There are two common ways to handle missing data: delete the missing parts and impute (substitute) the missing values [29]. The deletion method can be further defined as pairwise deletion and listwise deletion. The pairwise deletion method discards the specific missing values, whereas the listwise method removes the entire record even if there is one missing value. The MCAR assumption allows for the exclusion of incomplete observations to yield unbiased results. However, a higher level of missing values may reduce the precision of the analysis [24]. Moreover, because the nature of pollutant measurement generates time-series data, the deletion method could break the data structure, and valuable information may be lost. Contrary to the deletion method, the imputation method reconstructs the missing data based on available information [30].

Reconstruction techniques inspired by machine learning have been used in recovering corrupted data, one of which is the denoising autoencoder (DAE) [31]. Standard DAE and its variants are implemented in many fields, such as image denoising [32,33,34,35], medical signal processing [36, 37] and fault diagnosis [38, 39]. Some works also utilised DAE for missing data imputation. Gondara et al. [40] tried to answer the challenge of multiple imputation by employing an overcomplete representation of DAEs. The proposed method does not need complete observations for initial training, making it suitable for a real-life scenario. Abiri et al. [41] demonstrated the robustness of DAE in recovering a wide range of missing data for different datasets. Abiri et al. proved that the proposed stacked DAE outperformed other established methods, such as K-nearest neighbour (KNN), multiple imputation by chained equations (MICE), random forest and mean imputations. Jiang et al. [42] utilised DAE for imputing the missing traffic flow data and compared three different architectures composing the DAE, namely standard (“vanilla”), convolutional neural network (CNN) and bidirectional long short-term memory (Bi-LSTM). Jiang et al. evaluated the proposed model’s test sets with a general missing rate of 30%. Moreover, splitting traffic data into weekdays and weekends significantly improved the model performances.
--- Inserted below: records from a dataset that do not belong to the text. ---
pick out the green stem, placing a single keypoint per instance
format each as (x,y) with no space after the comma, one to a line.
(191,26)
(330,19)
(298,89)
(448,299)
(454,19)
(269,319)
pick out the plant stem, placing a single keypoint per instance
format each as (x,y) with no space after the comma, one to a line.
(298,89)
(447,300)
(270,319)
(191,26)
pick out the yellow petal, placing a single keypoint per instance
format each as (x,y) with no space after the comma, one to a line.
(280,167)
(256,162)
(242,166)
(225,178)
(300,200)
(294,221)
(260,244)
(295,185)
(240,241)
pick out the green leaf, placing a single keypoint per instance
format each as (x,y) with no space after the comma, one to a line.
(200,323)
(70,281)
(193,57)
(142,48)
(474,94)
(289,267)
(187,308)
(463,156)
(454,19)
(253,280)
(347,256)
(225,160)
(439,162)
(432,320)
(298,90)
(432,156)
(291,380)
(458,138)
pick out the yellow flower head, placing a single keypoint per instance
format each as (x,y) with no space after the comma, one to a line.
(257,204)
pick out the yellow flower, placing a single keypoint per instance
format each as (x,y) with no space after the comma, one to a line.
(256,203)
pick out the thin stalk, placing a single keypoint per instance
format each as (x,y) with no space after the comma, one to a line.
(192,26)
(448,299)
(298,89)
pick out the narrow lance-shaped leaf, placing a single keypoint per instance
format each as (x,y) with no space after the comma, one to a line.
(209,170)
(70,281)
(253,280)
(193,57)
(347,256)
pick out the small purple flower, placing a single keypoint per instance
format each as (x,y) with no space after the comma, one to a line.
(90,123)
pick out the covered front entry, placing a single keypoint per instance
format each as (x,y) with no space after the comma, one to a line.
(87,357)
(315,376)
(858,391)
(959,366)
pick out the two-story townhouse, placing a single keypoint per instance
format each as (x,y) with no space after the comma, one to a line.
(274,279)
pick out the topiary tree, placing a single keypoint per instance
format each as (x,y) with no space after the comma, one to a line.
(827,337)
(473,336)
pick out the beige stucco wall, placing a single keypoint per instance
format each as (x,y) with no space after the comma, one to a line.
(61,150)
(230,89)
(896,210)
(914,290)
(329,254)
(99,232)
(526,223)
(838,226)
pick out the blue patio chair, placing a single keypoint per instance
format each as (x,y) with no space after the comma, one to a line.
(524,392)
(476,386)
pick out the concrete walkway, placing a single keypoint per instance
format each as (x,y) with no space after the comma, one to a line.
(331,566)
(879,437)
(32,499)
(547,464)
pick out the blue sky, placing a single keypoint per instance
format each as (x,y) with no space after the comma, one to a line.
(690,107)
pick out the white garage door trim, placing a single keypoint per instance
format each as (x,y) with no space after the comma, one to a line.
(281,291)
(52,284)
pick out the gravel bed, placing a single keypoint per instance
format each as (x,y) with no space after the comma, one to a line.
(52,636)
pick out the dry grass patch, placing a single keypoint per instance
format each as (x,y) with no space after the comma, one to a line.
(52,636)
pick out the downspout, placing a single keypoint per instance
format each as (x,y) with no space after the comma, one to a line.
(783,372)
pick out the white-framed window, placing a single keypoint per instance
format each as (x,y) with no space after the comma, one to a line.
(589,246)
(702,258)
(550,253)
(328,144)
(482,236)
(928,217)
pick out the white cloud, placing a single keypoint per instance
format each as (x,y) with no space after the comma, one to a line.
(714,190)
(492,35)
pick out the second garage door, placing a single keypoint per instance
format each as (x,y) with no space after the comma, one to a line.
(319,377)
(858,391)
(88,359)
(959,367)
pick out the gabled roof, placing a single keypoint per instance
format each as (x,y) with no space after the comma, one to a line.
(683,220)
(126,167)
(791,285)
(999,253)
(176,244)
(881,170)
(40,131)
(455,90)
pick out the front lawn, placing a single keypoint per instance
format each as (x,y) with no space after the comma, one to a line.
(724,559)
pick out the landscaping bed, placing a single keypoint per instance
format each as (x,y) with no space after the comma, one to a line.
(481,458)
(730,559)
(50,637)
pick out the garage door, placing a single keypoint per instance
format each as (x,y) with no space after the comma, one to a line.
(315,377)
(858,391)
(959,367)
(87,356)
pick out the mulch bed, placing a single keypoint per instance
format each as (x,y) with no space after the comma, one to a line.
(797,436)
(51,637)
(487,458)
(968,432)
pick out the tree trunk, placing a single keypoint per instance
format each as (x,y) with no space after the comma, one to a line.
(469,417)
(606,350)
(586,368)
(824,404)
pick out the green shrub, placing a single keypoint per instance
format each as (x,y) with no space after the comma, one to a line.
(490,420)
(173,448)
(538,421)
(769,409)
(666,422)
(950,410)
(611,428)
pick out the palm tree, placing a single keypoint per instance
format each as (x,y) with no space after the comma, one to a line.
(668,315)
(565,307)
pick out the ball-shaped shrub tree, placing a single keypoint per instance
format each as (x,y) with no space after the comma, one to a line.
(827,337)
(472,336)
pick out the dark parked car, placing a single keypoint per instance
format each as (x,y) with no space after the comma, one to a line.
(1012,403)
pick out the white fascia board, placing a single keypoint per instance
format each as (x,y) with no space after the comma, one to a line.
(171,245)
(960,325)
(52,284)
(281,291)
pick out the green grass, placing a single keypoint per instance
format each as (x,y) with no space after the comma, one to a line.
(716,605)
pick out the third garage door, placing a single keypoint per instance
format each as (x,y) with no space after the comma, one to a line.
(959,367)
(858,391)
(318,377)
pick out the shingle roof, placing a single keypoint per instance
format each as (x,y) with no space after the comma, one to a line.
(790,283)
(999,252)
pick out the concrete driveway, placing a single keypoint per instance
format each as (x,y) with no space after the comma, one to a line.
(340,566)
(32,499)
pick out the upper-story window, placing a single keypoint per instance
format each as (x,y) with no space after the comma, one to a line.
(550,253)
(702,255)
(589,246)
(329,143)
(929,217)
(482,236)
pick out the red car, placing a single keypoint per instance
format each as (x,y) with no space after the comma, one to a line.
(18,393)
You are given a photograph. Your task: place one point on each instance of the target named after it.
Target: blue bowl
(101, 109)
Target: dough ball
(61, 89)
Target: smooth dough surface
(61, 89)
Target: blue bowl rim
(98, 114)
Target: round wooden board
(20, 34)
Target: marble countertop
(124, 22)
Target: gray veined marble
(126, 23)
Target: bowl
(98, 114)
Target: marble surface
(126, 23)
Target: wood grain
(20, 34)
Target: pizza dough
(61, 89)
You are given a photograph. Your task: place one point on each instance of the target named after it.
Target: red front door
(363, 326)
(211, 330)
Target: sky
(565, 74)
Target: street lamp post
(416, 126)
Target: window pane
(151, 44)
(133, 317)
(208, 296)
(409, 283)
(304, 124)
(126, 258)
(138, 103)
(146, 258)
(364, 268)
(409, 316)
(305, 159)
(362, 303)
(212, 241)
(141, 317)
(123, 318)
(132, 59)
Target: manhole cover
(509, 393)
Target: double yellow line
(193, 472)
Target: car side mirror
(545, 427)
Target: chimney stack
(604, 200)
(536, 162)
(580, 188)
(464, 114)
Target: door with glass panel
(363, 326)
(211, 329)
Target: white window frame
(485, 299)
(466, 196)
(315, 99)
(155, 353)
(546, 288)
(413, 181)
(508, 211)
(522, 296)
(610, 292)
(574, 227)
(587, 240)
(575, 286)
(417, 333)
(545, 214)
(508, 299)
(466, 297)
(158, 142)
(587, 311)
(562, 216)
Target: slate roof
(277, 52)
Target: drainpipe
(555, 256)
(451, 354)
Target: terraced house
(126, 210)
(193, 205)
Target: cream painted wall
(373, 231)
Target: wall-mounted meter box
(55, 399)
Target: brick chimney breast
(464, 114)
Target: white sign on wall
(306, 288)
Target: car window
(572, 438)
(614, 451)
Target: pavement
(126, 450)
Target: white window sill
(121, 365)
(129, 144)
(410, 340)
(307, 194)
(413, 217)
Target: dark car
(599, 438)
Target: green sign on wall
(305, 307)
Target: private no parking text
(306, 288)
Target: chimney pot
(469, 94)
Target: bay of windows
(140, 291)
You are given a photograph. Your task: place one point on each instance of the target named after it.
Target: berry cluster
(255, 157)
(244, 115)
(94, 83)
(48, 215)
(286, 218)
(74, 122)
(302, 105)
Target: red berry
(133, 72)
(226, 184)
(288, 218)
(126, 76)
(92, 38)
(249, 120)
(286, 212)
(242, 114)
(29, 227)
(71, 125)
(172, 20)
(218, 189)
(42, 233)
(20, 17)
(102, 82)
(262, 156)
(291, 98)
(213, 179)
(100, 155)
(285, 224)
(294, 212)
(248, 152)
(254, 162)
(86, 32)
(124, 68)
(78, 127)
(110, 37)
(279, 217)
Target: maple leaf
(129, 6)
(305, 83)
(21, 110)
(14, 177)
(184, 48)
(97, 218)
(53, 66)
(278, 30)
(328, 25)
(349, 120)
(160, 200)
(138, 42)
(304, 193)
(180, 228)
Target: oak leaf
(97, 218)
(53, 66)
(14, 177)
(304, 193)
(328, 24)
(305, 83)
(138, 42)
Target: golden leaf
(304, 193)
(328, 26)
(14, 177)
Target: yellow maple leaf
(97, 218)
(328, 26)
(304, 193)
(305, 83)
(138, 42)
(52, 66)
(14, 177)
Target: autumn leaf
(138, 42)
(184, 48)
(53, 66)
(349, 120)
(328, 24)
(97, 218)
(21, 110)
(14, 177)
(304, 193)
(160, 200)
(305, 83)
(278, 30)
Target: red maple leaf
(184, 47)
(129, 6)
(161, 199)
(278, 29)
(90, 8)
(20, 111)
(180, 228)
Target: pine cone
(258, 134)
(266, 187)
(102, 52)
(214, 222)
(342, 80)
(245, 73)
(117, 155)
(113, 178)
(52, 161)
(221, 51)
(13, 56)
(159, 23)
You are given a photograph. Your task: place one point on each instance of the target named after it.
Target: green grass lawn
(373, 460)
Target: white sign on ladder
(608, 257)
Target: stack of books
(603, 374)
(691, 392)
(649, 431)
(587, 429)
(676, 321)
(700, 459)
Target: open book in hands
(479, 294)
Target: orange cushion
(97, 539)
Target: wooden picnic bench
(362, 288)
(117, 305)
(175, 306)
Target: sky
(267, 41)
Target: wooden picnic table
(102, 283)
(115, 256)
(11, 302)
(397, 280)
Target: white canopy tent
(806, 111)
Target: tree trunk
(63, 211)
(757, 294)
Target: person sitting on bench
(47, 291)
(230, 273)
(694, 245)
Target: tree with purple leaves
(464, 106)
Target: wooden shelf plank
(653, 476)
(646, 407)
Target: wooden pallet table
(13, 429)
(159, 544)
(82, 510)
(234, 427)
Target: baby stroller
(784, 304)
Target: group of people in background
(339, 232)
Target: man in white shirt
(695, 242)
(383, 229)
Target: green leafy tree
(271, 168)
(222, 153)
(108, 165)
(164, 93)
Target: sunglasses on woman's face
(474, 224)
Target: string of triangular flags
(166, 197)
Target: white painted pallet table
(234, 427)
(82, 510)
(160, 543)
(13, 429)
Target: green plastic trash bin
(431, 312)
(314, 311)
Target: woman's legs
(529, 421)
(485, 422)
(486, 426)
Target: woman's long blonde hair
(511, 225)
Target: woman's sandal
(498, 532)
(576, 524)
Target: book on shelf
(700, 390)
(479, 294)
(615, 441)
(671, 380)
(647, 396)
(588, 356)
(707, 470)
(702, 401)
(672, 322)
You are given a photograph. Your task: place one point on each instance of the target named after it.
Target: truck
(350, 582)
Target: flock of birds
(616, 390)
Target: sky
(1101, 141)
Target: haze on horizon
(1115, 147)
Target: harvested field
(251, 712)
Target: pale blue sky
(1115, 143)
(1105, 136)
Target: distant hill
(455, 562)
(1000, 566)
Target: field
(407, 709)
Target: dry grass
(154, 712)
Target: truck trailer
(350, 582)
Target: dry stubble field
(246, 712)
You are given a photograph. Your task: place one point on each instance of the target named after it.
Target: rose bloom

The following discussions summarise the recent challenges and breakthroughs in methods for air quality missing data imputation. First, the problem of missing data repeatedly occurs in environmental research, and more studies are required to find effective imputation solutions. Although various methods have been proposed to handle missing data in many fields, more studies addressing air quality missing data prediction are needed [19]. The works mentioned earlier in this section mainly focus on clinical, energy, traffic, etc. Second, most of the related studies focused on a small amount of missing data. Ma et al. stated that the previous works are applicable for short-interval missing imputation or consecutive missing value with a level of missingness less than 30%. This issue was also mentioned by Alamoodi et al. [43]. Few works investigated missing data at large percentages (i.e. more than 80%), either using deletion or imputation. Third, the multiple imputation method can improve imputation performance  [14]. We consider that implementing multiple imputation for air quality data is a deserving attempt. Fourth, many studies demonstrated the robustness of denoising autoencoder in recovering noisy data. However, few studies implemented the denoising autoencoder for missing air quality data imputation. Finally, even though air pollutants strongly relate to spatiotemporal characteristics, these factors are rarely included in predicting the missing values of air pollution data. The air quality data collected from air monitoring stations can hold intensely stochastic spatiotemporal correlations among them [44].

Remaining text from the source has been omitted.